Yıllar içinde değişmekle birlikte, madenciliğin gayrisafi milli hasıla içerisindeki payı Çin'de yüzde 23, Avustralya'da yüzde 9, Rusya ve ABD'de yüzde 7, Kanada'da ise yüzde 5 seviyelerinde bulunuyor. Sektör temsilcileri, “Türkiye de bu payını dünya ortalamasına çekerse, 42 milyar dolarlık ihracata imza atabilir. Yüzde 5 seviyesini dahi yakalasak, 30 milyar dolardan fazla ihracat yapabiliriz" şeklinde konuşuyor.
MADEN SEKTÖRÜNÜN DEVLERİ
Gübreden yenilenebilir enerjiye, otomotiv sanayinden beyaz eşyaya kadar her alanda madencilikten elde edilen ürünler kullanılıyor. Çevreci bir madenciliğin mümkün olduğunu savunan uzmanlar, “Eğer yer altında ekonomik bir değer varsa bunun çevreyi koruyarak çıkarılması hedeflenmeli" diyor.
Bu kritik önemdeki sektöre olan yatırımcı ilgisi de hızla artıyor. Özellikle Türkiye'de farklı iş kollarında görmeye alıştığımız pek çok holding, madencilik işine giriş yapıyor. Koç, Eczacıbaşı, Yıldırım, Zorlu, Nurol, Akfen, Özyeğin, Ciner, Cengiz gibi pek çok dev holding nikelden demire, kromdan bakıra kadar farklı madenler çıkarıyor. Türkiye'nin büyük grupları, madencilik faaliyetleriyle çok fazla öne çıkmayı tercih etmeseler de bu alanda önde gelen ihracatçılar listesinde de yer alıyorlar.
ROTAYI YURTDIŞINA ÇEVİRDİLER
Eczacıbaşı Topluluğu bu sıralamada başı çekiyor. Grubun doğal kaynaklar şirketi olan Esan, Türkiye'nin önde gelen endüstriyel mineral ve metalik mineral üretici ve ihracatçılarından biri.
Seramik sektörünün yüksek kalite hammadde ihtiyacını karşılamak için 1978 yılında kurulmuş bulunan Esan, 40'tan fazla ülkeye ihracat gerçekleştiriyor. İtalya, Ukrayna ve Çin'de de ofisleri bulunuyor. Geçen yıl Suudilerle ortaklığa giden şirket, Suudi Arabistan'da endüstriyel madencilik alanında faaliyet gösterecek. Ortaklık; kuvars, feldispat, silis kumları ve çeşitli kil minerallerine yönelik operasyonları kapsayacak.

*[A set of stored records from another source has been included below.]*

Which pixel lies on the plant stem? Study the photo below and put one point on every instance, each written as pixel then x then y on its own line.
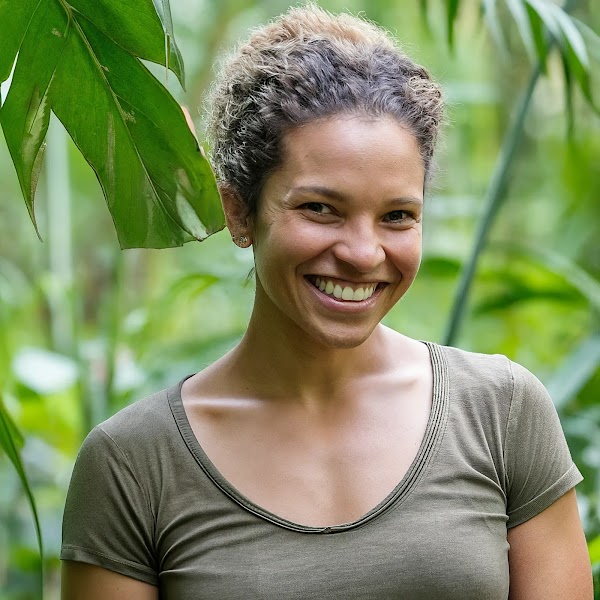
pixel 494 197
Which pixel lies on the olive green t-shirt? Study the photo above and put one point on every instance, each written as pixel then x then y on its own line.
pixel 146 501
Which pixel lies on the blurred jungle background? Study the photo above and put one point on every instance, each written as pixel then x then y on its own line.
pixel 86 328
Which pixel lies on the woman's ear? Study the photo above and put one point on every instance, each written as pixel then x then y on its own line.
pixel 237 215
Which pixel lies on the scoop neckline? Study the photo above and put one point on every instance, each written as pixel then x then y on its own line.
pixel 425 454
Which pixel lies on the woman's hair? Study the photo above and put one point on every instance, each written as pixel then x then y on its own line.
pixel 304 66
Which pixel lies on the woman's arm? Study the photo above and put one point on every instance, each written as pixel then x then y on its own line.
pixel 81 581
pixel 548 555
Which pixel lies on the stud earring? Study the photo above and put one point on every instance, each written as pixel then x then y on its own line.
pixel 242 241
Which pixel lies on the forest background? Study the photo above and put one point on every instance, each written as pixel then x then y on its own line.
pixel 86 328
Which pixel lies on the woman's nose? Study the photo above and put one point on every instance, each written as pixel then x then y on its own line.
pixel 360 247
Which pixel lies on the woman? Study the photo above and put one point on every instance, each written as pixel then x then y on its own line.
pixel 327 456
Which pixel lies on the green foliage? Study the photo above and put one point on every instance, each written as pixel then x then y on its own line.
pixel 81 61
pixel 11 441
pixel 142 319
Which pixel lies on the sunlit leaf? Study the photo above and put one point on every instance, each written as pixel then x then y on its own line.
pixel 159 188
pixel 439 266
pixel 451 15
pixel 573 48
pixel 594 550
pixel 539 36
pixel 490 14
pixel 519 14
pixel 520 294
pixel 561 265
pixel 575 371
pixel 15 17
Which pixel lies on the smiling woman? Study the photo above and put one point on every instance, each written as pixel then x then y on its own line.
pixel 327 456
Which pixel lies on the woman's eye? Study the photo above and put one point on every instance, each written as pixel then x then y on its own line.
pixel 397 216
pixel 317 207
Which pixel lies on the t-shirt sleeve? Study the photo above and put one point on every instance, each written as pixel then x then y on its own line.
pixel 538 463
pixel 108 519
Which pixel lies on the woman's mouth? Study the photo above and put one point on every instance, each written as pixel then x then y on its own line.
pixel 348 291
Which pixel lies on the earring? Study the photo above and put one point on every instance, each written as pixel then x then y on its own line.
pixel 242 241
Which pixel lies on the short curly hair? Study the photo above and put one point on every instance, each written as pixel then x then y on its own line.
pixel 304 66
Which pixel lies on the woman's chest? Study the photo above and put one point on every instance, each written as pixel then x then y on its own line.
pixel 415 552
pixel 317 470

Maden sektöründe faaliyet gösteren holdinglerden biri de Koç Holding. Vehbi Koç'un 1957 yılında kurduğu Demir Export, işe demir cevheri üretimiyle başladı. Sonraki yıllarda çinko, kurşun, gümüş, kömür ve bakıra yoğunlaşan şirket, Divriği'de demir, Eymenz ve Sivas'ta kömüş işletmelerine sahip. 16 yıl önce de altın işine girmiş bulunuyor.

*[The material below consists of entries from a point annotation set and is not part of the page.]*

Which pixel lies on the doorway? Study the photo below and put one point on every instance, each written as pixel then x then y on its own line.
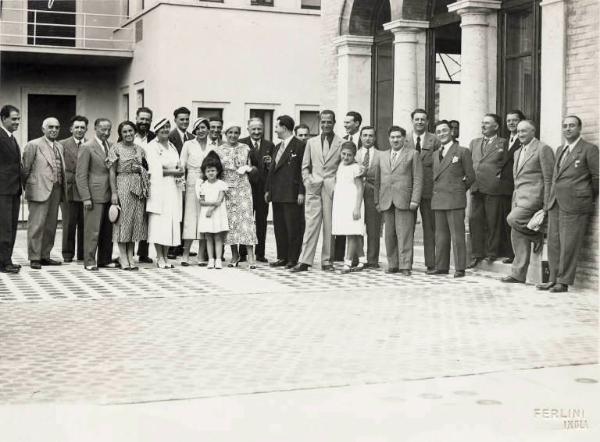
pixel 42 106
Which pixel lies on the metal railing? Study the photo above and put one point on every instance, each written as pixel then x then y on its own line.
pixel 83 30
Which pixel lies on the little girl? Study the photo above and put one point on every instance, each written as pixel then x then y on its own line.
pixel 213 222
pixel 347 218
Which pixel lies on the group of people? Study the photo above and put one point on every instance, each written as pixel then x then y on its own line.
pixel 170 187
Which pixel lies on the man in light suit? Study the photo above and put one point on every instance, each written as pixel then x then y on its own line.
pixel 72 208
pixel 426 144
pixel 319 167
pixel 367 158
pixel 453 174
pixel 44 177
pixel 574 188
pixel 490 195
pixel 10 186
pixel 534 163
pixel 398 187
pixel 93 185
pixel 285 190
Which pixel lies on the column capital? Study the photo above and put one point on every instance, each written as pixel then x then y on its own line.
pixel 354 45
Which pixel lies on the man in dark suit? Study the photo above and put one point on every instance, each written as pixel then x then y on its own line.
pixel 261 154
pixel 513 118
pixel 44 176
pixel 534 163
pixel 426 144
pixel 490 195
pixel 284 188
pixel 143 121
pixel 72 207
pixel 574 188
pixel 10 186
pixel 398 187
pixel 93 185
pixel 453 174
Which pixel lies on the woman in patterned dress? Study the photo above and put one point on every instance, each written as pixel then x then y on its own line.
pixel 192 156
pixel 238 198
pixel 129 186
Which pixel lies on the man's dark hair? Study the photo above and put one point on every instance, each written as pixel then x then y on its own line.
pixel 356 116
pixel 6 110
pixel 286 121
pixel 301 126
pixel 418 111
pixel 518 113
pixel 397 129
pixel 143 109
pixel 80 118
pixel 327 112
pixel 181 110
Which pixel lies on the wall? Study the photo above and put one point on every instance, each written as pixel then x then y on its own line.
pixel 581 98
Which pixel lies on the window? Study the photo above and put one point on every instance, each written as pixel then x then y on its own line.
pixel 267 116
pixel 311 4
pixel 208 112
pixel 311 119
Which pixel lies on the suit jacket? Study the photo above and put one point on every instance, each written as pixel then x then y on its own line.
pixel 429 144
pixel 488 166
pixel 176 140
pixel 533 178
pixel 316 168
pixel 39 164
pixel 575 184
pixel 92 176
pixel 401 183
pixel 284 182
pixel 10 165
pixel 452 177
pixel 71 151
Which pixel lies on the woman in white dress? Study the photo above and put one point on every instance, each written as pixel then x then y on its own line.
pixel 192 156
pixel 347 214
pixel 164 203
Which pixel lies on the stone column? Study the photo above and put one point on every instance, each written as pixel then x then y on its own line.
pixel 474 91
pixel 354 76
pixel 406 78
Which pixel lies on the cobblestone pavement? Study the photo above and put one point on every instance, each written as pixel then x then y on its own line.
pixel 121 337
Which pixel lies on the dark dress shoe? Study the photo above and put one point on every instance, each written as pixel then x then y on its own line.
pixel 511 280
pixel 50 262
pixel 278 263
pixel 474 262
pixel 437 272
pixel 300 268
pixel 559 288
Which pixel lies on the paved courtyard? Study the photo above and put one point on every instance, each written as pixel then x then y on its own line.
pixel 115 337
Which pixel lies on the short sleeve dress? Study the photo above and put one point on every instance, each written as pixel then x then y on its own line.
pixel 218 221
pixel 344 199
pixel 132 189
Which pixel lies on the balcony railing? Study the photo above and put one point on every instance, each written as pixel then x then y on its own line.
pixel 81 30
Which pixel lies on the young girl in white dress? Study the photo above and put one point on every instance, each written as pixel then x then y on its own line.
pixel 213 222
pixel 347 216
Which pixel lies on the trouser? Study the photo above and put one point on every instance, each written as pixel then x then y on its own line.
pixel 288 230
pixel 487 224
pixel 521 238
pixel 97 236
pixel 41 225
pixel 566 232
pixel 399 237
pixel 450 228
pixel 9 220
pixel 72 217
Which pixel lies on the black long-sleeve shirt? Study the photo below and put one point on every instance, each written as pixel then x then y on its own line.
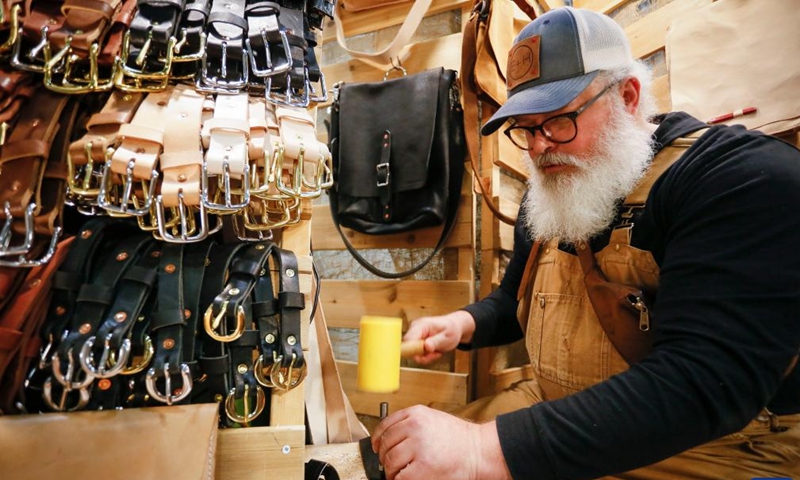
pixel 723 224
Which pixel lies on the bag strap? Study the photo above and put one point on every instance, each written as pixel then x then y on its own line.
pixel 397 50
pixel 449 223
pixel 472 105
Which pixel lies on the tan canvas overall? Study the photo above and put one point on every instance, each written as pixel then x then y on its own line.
pixel 569 351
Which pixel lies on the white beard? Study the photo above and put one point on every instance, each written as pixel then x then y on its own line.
pixel 578 205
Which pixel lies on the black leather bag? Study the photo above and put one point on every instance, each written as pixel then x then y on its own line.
pixel 398 155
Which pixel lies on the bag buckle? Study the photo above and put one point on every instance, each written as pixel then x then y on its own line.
pixel 383 174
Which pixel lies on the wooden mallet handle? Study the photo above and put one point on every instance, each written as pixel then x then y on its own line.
pixel 412 348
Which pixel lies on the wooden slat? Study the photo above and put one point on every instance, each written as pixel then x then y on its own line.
pixel 648 34
pixel 355 23
pixel 661 92
pixel 327 238
pixel 262 452
pixel 417 386
pixel 603 6
pixel 345 301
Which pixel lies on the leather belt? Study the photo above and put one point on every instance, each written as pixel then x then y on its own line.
pixel 134 160
pixel 148 46
pixel 20 322
pixel 191 44
pixel 132 294
pixel 88 155
pixel 91 303
pixel 25 166
pixel 224 68
pixel 225 137
pixel 167 326
pixel 181 167
pixel 73 272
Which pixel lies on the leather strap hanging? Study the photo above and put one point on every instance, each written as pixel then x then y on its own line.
pixel 480 95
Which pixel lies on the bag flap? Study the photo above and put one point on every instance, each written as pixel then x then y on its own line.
pixel 404 106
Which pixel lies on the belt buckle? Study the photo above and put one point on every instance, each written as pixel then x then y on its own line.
pixel 13 30
pixel 126 204
pixel 289 98
pixel 169 398
pixel 32 54
pixel 271 68
pixel 222 83
pixel 137 79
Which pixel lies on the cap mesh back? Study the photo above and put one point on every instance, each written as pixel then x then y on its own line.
pixel 604 45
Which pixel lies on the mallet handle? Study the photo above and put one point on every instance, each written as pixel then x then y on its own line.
pixel 412 348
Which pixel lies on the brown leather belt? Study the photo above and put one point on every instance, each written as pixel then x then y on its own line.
pixel 21 321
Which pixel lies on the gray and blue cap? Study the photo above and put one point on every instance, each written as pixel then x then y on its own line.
pixel 555 57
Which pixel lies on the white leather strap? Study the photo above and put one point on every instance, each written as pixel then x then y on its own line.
pixel 398 49
pixel 182 160
pixel 143 138
pixel 226 135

2006 yılında Maden İşleri Genel Müdürlüğü'nden ihale yoluyla Bakırtepe Altın sahasını alan Demir Export, 2007 yılında çalışmalara başladı, 2016'da da ilk altın dökümünü gerçekleştirdi. Rotasını yurtdışında da kıran şirket, iki yıl önce İrlandalı Conroy Gold & Natural Rexources ile anlaşmaya gitti ve ortağıyla İrlanda Cumhuriyeti ve Kuzey İrlanda'da maden arayacak.
KOBALT ÜRETİMİYLE ÖNE ÇIKIYOR
Cengiz Holding de madencilik alanında faaliyet gösteren dev gruplardan biri. Eti Bakır ile geleceğin en stratejik ham maddelerinden biri olan bakır ihtiyacım karşılayan şirket çatısı altında bulunan Mardin Mazıdağı Metal Geri Kazanım ve Entegre Gübre Tesisi, kobalt üretimi bulunuyor. Teknoloji, petrokimya, elektrikli otomobil, batarya ve uçak endüstrilerinde yoğun olarak kullanılan kobalt, tüm dünyada katma değerli sanayi ürünlerinin en önemli elementlerinden biri olarak kabul ediliyor.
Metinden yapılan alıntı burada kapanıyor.